Shake, Rattle, and Roll 14: The Invasion (2012) ni Chito Roño
OF ALL THE MMFF ENTRIES in 2012, I decided to watch Shake, Rattle and Roll 14: The Invasion first for two guilty pleasure reasons: the SRR series itself & Chito Roño.
Who grew up in the 90’s and not have a memory of being equally scared & fascinated of even one SRR episode? For me, the most memorable episodes feature: Manilyn Reynes in the “Aswang” episode of SRR II (1990), where she played the role of someone tricked into going to a barrio of aswangs by her own friend; Aiza Seguerra playing a child lured by a witawit in “Kapitbahay” episode of SRR IV (1992); and, also from SRR IV, the late Miguel Rodriguez playing the role of manananggal in “Madre” episode.
It was only two or three years ago when I saw the very first installment of the series. (I was only three when it was first shown in 1984). Nonetheless, I grew up with my tito’s and tita’s talking about how scared they were after seeing the “Pridyider” episode. (It was awfully remade last September: the remake exposed whatever was inside––and literally, the depths underneath––the fridge, and it lost all the uncanny that was in the original by National Artist Ishmael Bernal.)

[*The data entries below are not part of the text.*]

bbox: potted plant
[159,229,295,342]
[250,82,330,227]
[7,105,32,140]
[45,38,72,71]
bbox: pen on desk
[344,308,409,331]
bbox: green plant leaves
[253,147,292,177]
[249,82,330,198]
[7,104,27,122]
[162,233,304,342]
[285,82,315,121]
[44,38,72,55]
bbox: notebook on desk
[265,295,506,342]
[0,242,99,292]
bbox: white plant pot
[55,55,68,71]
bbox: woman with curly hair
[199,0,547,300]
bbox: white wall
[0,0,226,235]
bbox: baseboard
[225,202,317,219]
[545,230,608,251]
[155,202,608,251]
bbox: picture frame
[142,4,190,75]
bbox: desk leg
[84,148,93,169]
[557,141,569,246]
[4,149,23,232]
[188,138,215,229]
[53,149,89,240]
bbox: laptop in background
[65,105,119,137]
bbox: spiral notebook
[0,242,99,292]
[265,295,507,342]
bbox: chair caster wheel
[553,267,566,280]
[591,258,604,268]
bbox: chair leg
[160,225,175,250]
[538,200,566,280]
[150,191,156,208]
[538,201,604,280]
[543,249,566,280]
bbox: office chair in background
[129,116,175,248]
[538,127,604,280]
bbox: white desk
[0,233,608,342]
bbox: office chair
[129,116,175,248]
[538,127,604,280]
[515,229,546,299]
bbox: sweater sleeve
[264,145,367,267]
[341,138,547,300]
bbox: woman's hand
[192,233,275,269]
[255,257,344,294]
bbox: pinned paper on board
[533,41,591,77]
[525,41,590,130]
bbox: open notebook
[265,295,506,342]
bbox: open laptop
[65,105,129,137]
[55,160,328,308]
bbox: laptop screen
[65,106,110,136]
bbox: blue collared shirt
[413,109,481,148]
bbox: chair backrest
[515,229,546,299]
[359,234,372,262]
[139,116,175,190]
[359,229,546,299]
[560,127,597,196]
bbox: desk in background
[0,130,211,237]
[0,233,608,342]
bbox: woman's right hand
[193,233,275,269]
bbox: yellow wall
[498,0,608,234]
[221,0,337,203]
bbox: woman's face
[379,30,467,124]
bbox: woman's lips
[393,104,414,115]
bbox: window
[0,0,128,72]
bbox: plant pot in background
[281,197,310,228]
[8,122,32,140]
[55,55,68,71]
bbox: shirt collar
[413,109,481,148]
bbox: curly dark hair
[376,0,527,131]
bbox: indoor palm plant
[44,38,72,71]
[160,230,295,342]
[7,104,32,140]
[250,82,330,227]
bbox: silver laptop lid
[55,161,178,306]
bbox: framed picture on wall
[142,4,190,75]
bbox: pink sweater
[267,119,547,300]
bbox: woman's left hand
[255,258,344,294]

On the other hand, I’ve always been curious with Roño’s mainstream filmic ventures: from his Maricel Soriano dramas (Separada; Minsan Ling Kita Iibigin; Dahas; Nasaan ang Puso?) to his Rosanna Roces thrillers (Curacha, ang Babaing Walang Pahinga; Ang Babae sa Bintana; La Vida Rosa) interspersed with Lualhati Bautista adaptations (Dekada ’70; Bata, Bata… Pa’no Ka Ginawa?) and Kris Aquino horrors (Feng Shui; Sukob). And so I was extra-excited when I learned that he alone would be directing all the three episodes of the latest SRR, something not previously done in the series. (True, Lore Reyes & Peque Gallaga directed all the episodes of the second to the fourth installments, but there were obviously two of them co-directing.)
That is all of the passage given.